Let’s talk about simulation-driven design. First, what is it?
With this technology, you use simulation and analysis tools. These tools can predict the performance of products, either structural or with regards to fluids, but usually some type of engineering physics. Then you run those simulations in the detailed design phase of development, or maybe even the concept design phase.
So what’s the benefit here? Well, you’re getting feedback on the status of the design. Is it really fulfilling the functional requirements that you need for a mechanical design?
You can also run these simulations to get guidance on the design decisions that you’re making. This might be what shape it should take, or the size of it regarding dimensions. It could also be sizing purchase components like motors, hydraulics, and things like that.
The benefits that you get here are twofold. Number one, if you are verifying performance along the way, you’ll probably have a lot more confidence by the time you get to prototyping and testing, and you’re gonna get past it with just one round.

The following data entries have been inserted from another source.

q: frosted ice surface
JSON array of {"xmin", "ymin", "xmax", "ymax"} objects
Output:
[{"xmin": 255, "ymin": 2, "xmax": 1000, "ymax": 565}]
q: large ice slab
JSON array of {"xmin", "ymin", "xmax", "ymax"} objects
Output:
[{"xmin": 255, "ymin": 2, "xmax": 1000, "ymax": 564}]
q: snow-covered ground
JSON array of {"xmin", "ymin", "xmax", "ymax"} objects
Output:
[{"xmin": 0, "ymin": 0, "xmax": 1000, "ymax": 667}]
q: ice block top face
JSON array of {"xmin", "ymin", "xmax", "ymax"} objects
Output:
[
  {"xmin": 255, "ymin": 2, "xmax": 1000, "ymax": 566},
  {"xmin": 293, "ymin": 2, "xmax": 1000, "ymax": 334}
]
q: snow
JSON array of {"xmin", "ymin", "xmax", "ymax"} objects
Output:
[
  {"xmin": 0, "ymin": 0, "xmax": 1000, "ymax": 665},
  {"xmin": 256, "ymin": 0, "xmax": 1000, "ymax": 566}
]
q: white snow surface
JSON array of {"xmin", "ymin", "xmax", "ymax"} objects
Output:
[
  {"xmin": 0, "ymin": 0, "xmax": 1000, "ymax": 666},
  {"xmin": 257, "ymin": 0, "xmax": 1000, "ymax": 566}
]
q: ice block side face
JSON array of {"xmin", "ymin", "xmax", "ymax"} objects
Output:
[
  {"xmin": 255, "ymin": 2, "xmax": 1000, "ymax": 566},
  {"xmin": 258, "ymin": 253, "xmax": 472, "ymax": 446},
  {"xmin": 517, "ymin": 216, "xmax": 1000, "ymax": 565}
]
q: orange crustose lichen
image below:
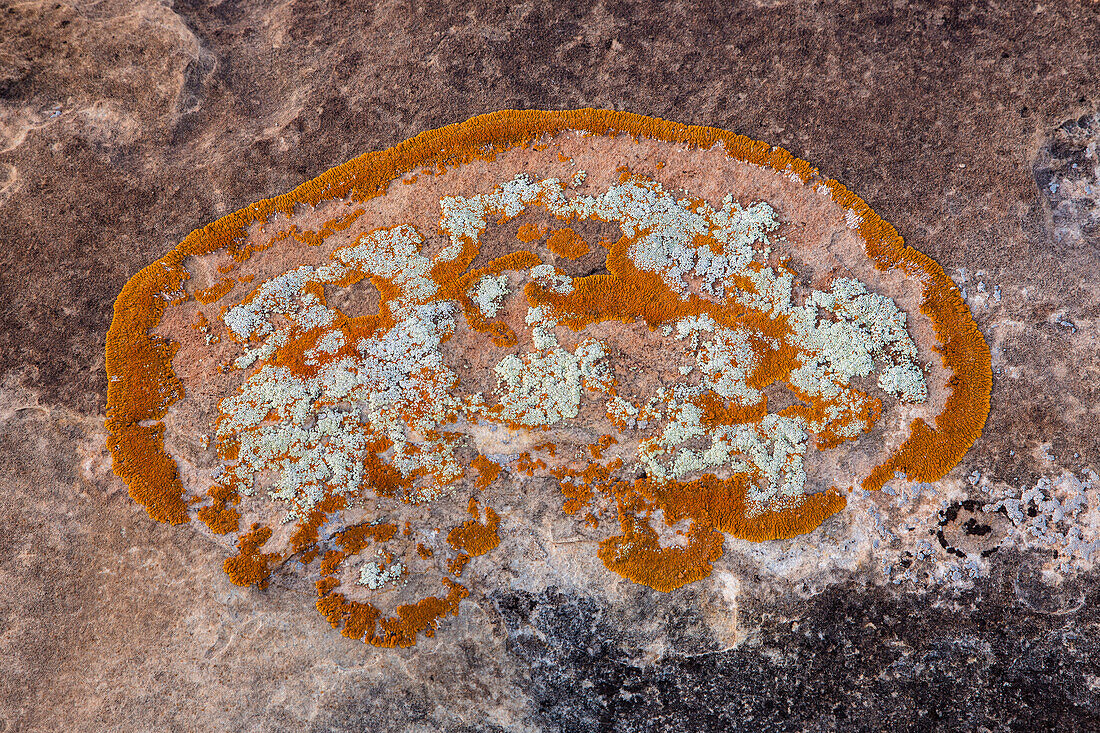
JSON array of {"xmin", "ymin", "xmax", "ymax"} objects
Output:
[{"xmin": 107, "ymin": 110, "xmax": 991, "ymax": 646}]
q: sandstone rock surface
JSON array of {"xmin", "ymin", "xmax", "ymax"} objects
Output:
[{"xmin": 0, "ymin": 0, "xmax": 1100, "ymax": 731}]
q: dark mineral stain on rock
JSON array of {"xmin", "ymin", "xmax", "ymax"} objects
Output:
[{"xmin": 494, "ymin": 564, "xmax": 1100, "ymax": 732}]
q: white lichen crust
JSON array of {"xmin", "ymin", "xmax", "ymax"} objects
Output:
[{"xmin": 207, "ymin": 169, "xmax": 927, "ymax": 526}]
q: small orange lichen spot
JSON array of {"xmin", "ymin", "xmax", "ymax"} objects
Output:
[
  {"xmin": 106, "ymin": 109, "xmax": 992, "ymax": 647},
  {"xmin": 516, "ymin": 222, "xmax": 546, "ymax": 243},
  {"xmin": 195, "ymin": 277, "xmax": 235, "ymax": 305},
  {"xmin": 447, "ymin": 499, "xmax": 501, "ymax": 557},
  {"xmin": 516, "ymin": 452, "xmax": 547, "ymax": 475},
  {"xmin": 224, "ymin": 524, "xmax": 279, "ymax": 588},
  {"xmin": 470, "ymin": 453, "xmax": 501, "ymax": 489},
  {"xmin": 547, "ymin": 227, "xmax": 589, "ymax": 260}
]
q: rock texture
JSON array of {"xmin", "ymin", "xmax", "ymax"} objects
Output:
[{"xmin": 0, "ymin": 0, "xmax": 1100, "ymax": 731}]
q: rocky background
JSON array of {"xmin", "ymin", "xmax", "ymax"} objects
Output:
[{"xmin": 0, "ymin": 0, "xmax": 1100, "ymax": 733}]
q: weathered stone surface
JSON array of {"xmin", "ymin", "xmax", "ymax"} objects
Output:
[{"xmin": 0, "ymin": 0, "xmax": 1100, "ymax": 731}]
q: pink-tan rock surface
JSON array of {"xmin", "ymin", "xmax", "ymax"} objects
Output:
[{"xmin": 0, "ymin": 0, "xmax": 1100, "ymax": 731}]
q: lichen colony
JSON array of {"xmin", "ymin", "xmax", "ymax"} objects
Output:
[{"xmin": 107, "ymin": 110, "xmax": 990, "ymax": 646}]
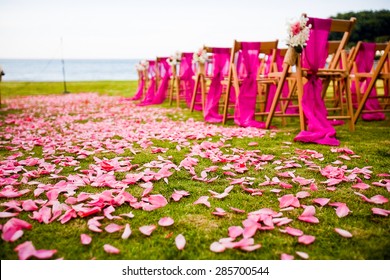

If you go to multiple rounds, we have research that shows how catastrophic that can be in trying to hit design release on time.
Second, you’ll have better designs. So if you’re being guided by the functional performance of your design, you can auto-correct along the way. You can decide, “Well, it’s better to add material here as opposed to in another place.”
That’s the overall concept behind simulation-driven design. It’s used in concept design and detailed design to make better decisions, to verify performance, decrease rounds of prototyping, and come up with better designs. And I’m all out of fingers.